Es necesario tener en cuenta que en el caso especial de sistemas sin acumulación conectados en red, es la red misma la que desempeña la tarea de acumulador, de capacidad infinita.
Los principales componentes que forman un sistema fotovoltaico “grid connected” son:
- Módulos fotovoltaicos
- Inversor para la conexión a red
- Contador de energía bidireccional
El inversor es uno de los componentes más importantes en los sistemas conectados a red, ya que maximiza la producción de corriente del dispositivo fotovoltaico y optimiza el paso de energía entre el módulo y la carga.
Es un dispositivo que transforma la energía continua producida por los módulos (12V, 24V, 48V, ..) en energía alterna (generalmente 220V), para alimentar el sistema y/o introducirla en la red, con la que trabaja en régimen de intercambio.
Los inversores para la conexión a la red eléctrica están equipados generalmente con un dispositivo electrónico que permite extraer la máxima potencia, paso por paso, del generador fotovoltaico. Este dispositivo sigue el punto de máxima potencia (MPPT) y tiene justamente la función de adaptar las características de producción del campo fotovoltaico a las exigencias de la carga.
Finalmente, el contador de energía mide la energía producida por el sistema fotovoltaico durante su periodo de funcionamiento.
RADIACIÓN SOLAR
La radiación solar es la energía electromagnética emitida por los procesos de fusión del hidrógeno contenido en el sol; dicha energía no alcanza la superficie terrestre de modo constante, su cantidad varía durante el día, de estación a estación y depende de la nubosidad, del ángulo de incidencia y de la reflectancia de las superficies. La radiación que un metro cuadrado de una superficie horizontal recibe es conocida como radiación global y es el resultado de la suma de la radiación directa, de la radiación dispersa o difusa y de la radiación reflejada. Existen tres tipos de Radiación solar, difusa, directa y reflejada y a su vez la radiación global que es la suma de las tres. En la superficie de la tierra en el mejor de los casos llega 1000 W/m2, esta se mide mediante Kw/m2. La radiación directa es la que llega directamente del sol, mientras que la radiación difusa es el efecto generado cuando la radiación solar que alcanza la superficie de la atmósfera de la Tierra se dispersa de su dirección original a causa de moléculas en la atmósfera. Del total de luz removida por dispersión en la atmósfera (aproximadamente un 25% de la radiación incidente), cerca de dos tercios finalmente llegan a la tierra como radiación difusa) y la reflejada, como su nombre indica, es aquella reflejada por la superficie terrestre. La cantidad de radiación depende del coeficiente de reflexión de la superficie, también llamado albedo. Las superficies horizontales no reciben ninguna radiación reflejada, porque no ven ninguna superficie terrestre y las superficies verticales son las que más radiación reflejada reciben. La radiación directa existe solo cuando el sol es visible. En invierno la radiación difusa es mucho mayor en porcentaje y en base anual, es equivalente al 55% de la global. En los cálculos de dimensionamiento de los sistemas solares fotovoltaicos a menudo es oportuno considerar la cantidad de radiación solar reflejada por las superficies contiguas a los módulos fotovoltaicos.

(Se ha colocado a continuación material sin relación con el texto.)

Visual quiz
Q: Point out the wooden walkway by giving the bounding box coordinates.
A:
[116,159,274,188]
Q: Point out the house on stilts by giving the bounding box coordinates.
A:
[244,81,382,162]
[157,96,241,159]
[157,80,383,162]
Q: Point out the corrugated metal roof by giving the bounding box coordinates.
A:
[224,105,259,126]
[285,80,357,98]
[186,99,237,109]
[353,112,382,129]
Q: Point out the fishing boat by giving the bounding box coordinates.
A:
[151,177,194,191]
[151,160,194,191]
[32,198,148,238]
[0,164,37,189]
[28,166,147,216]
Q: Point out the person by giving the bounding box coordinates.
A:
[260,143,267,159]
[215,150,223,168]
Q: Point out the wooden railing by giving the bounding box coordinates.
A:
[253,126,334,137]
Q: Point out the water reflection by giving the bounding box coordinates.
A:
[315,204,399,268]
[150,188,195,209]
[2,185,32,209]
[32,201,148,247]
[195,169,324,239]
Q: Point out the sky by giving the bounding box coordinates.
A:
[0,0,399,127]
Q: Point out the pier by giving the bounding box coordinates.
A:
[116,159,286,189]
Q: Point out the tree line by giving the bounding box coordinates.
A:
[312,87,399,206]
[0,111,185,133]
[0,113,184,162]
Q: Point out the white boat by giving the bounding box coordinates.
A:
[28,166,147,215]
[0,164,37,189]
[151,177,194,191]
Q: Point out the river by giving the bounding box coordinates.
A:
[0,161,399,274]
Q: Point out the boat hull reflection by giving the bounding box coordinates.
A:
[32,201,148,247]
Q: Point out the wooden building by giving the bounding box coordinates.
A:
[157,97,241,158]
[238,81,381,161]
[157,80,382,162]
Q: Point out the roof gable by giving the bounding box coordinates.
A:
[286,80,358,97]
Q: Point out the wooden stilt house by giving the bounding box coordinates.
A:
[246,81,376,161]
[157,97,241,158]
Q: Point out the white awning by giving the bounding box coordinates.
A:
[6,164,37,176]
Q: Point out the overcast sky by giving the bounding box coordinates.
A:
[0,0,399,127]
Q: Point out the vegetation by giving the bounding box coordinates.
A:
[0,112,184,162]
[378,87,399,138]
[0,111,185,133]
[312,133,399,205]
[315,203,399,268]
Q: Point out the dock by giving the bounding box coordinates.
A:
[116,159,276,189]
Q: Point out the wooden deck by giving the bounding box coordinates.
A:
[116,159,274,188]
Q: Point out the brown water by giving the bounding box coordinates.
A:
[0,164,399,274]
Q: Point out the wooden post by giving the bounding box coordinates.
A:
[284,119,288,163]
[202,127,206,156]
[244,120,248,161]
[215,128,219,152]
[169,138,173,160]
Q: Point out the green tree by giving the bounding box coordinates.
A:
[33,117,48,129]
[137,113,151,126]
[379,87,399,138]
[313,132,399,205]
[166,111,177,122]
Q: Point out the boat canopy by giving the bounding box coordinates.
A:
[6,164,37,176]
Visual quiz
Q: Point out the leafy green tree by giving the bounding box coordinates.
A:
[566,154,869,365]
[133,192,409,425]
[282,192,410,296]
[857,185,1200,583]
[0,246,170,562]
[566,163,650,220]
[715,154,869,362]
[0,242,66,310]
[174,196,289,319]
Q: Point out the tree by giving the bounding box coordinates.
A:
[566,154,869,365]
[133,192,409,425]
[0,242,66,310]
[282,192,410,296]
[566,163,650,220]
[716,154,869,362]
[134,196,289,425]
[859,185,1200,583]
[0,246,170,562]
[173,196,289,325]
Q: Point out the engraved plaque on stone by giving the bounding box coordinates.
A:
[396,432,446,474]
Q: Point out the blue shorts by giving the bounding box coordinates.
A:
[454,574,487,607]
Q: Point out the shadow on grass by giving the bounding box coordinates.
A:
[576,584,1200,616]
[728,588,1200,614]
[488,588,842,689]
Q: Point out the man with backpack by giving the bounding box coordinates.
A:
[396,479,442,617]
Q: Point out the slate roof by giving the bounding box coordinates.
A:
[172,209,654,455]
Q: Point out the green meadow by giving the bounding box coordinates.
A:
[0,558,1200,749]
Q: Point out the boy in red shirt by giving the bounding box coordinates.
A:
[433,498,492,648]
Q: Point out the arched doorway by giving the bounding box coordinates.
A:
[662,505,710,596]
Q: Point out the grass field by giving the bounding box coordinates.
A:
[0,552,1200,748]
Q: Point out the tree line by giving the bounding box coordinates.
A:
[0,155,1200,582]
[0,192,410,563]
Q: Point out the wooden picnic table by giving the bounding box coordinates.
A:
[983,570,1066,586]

La intensidad de la radiación solar en la tierra depende del ángulo de inclinación de la misma radiación: menor es el ángulo que los rayos del sol forman con una superficie horizontal y mayor es el espesor de atmósfera que estos deben atravesar, con una consiguiente menor radiación que alcanza la superficie. Como hemos visto, una superficie recibe el máximo de los aportes cuando los rayos solares inciden perpendicularmente en esta. La posición del sol varía durante el día y durante las estaciones, por lo tanto también varía el ángulo con el cual los rayos solares entran en contacto con una superficie. Los aportes dependen de la orientación y de la inclinación de los módulos fotovoltaicos. Una superficie horizontal recibe la mayor cantidad de energía en verano, cuando la posición del sol es alta y los días son más largos, mientras que una superficie vertical expuesta al sur recibe más aportes en invierno que en verano, aproximadamente 1,5 veces más con respecto a una horizontal. La orientación mejor de una superficie vertical o inclinada que debe captar los aportes solares es por lo tanto la del Sur.